Seals can store much more oxygen than land mammals or humans. In relation to their body weight, a lot of blood flows through their veins, it makes up a good fifth of their body mass, in land mammals it is only seven percent. There is a lot of iron in the blood and muscles, which can bind oxygen. In addition, the vital oxygen is consumed very sparingly.

Nursing costs substance

Like the researchers around Michelle Shero now report from the University of Alaska, the prerequisites for the diving skills are placed in the cradle of the seals. Compared to others The dog seal Weddell seals nurse their young for a relatively long time, namely six to seven weeks. In doing so, they use up a lot of their own reserves, and the females lose between 100 and 150 kilograms of body weight. However, as with other mammals, breast milk not only contains calories, but also many micronutrients such as iron.
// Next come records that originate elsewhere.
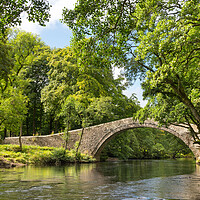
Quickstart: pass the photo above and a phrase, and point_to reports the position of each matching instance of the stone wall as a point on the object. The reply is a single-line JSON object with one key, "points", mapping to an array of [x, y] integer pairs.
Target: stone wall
{"points": [[96, 137]]}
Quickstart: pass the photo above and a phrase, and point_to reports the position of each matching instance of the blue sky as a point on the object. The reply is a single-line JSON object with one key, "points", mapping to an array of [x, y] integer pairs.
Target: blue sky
{"points": [[58, 35]]}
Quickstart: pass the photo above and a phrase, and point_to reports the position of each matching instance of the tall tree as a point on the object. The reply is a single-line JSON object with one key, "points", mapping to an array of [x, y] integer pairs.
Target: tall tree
{"points": [[156, 41]]}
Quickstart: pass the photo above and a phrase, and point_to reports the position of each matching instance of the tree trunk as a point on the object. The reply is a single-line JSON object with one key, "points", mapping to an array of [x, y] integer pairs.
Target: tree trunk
{"points": [[34, 114], [79, 143], [20, 137], [5, 133]]}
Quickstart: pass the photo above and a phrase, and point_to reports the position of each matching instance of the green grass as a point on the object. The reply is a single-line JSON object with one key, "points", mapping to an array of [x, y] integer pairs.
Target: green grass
{"points": [[36, 155]]}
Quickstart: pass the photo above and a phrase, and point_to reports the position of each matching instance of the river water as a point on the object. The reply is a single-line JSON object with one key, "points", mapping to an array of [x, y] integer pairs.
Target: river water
{"points": [[137, 179]]}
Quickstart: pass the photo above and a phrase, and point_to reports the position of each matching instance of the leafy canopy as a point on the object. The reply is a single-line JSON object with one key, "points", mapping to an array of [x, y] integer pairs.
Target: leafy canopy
{"points": [[156, 41]]}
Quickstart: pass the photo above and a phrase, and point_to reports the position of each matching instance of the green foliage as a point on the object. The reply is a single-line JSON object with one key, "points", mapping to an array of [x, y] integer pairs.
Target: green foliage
{"points": [[145, 143], [42, 155], [10, 12], [156, 41]]}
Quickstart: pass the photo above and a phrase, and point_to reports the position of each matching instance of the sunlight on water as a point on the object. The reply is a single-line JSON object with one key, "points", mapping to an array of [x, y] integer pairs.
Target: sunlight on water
{"points": [[138, 179]]}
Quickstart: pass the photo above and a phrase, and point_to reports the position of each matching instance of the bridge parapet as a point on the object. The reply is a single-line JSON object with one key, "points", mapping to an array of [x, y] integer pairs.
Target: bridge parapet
{"points": [[96, 137]]}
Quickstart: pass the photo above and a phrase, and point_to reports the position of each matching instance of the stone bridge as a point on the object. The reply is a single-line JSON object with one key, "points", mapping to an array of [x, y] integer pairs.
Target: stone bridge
{"points": [[96, 137]]}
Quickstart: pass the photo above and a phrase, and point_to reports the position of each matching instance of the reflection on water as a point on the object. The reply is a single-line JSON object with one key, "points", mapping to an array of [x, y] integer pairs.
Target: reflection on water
{"points": [[138, 179]]}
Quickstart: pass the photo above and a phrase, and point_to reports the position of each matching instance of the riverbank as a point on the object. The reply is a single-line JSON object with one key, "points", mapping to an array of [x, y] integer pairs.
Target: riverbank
{"points": [[11, 156]]}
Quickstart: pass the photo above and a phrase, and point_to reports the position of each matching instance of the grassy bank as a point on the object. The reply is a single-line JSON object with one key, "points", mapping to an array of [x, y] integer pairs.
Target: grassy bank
{"points": [[36, 155]]}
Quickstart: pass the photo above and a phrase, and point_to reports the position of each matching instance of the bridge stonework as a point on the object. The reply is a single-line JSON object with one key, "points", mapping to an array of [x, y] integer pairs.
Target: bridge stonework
{"points": [[96, 137]]}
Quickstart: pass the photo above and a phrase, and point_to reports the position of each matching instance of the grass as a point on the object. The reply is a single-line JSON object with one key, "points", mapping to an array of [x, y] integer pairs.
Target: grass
{"points": [[35, 155]]}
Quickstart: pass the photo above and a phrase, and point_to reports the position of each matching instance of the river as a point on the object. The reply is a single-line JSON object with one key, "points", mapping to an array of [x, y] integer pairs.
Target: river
{"points": [[137, 179]]}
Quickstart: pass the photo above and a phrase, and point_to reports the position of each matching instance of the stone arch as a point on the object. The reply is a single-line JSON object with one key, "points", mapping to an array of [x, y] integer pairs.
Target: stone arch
{"points": [[112, 129]]}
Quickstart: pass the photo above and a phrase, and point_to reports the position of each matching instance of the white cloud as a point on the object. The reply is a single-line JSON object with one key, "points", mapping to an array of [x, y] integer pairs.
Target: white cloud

This is shown by the study that has now been published in the specialist magazine “Nature Communications”. Study, for which Shero’s team analyzed the blood and breast milk of mother seals from 2010 to 2017 and compared them to females who had no offspring that season. Weddell seals only give birth every other year. In addition, the behavior of the animals was observed throughout the southern summer.

Iron-rich breast milk

According to the study authors, more free iron circulates in the blood of new mothers than in the other females. Apparently, stored iron is mobilized to be passed on to offspring. This is how the micronutrient also gets into breast milk. This actually contains enormous amounts of iron, a hundred times as much as in land mammals. Such levels of the highly reactive element would be toxic and dangerous to humans and other mammals. It is unclear why they are apparently harmless to the seals.
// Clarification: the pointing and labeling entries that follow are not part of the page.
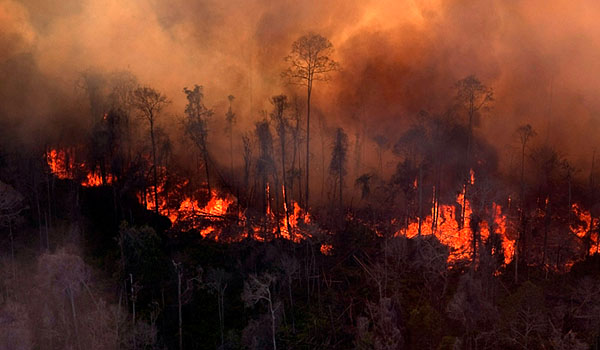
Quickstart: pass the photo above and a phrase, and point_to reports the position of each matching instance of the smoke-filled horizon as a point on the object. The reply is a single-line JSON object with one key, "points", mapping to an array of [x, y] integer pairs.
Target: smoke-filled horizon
{"points": [[396, 58]]}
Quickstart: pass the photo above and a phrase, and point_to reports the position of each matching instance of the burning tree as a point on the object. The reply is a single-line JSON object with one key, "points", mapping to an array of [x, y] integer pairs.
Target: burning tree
{"points": [[310, 60], [196, 126], [473, 97], [337, 167], [150, 103], [280, 105]]}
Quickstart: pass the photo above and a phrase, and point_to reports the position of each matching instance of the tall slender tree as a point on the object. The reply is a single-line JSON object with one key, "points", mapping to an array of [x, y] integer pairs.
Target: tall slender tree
{"points": [[280, 105], [310, 60], [150, 103], [337, 167], [230, 119], [525, 133], [473, 97], [196, 126]]}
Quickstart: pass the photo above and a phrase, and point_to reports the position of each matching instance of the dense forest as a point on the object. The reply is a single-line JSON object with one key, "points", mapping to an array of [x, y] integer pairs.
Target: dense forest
{"points": [[351, 187]]}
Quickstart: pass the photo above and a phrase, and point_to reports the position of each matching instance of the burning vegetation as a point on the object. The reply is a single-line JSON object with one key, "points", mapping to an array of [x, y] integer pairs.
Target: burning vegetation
{"points": [[388, 185]]}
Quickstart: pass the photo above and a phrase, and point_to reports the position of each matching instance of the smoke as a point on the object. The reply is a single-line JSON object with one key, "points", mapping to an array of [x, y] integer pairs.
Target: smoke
{"points": [[542, 58]]}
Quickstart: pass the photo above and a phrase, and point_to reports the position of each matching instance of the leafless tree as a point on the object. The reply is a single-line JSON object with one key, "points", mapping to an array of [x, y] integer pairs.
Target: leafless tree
{"points": [[337, 167], [525, 133], [196, 126], [310, 60], [230, 118], [473, 97], [278, 116], [150, 103]]}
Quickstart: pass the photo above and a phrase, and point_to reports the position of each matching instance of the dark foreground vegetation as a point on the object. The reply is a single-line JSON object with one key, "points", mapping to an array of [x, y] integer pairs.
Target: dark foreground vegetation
{"points": [[98, 254]]}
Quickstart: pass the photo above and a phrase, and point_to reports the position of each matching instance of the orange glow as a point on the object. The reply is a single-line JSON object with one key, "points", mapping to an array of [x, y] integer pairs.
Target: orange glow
{"points": [[60, 163], [459, 240], [63, 165], [581, 231], [326, 249]]}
Female wagtail seal with pup in Antarctica

Michelle Shero

Seal mother and her cub

In any case, iron loss is not without consequences for the mothers. According to the researchers, the amounts stored have shrunk significantly at the end of the summer. This is also reflected in the shorter dives. On average, the mothers hunt five minutes less than the other females at the end of the season. Instead, they go hunting more often, presumably to compensate for the loss of substance through suckling and to replenish the iron stores.

According to Shero and Co., the offspring, on the other hand, benefit from the iron in breast milk. When the young Weddell seals start hunting themselves, they can stay underwater longer and become more self-sufficient. This can possibly ensure their survival. About half of all seal pups die in their first year.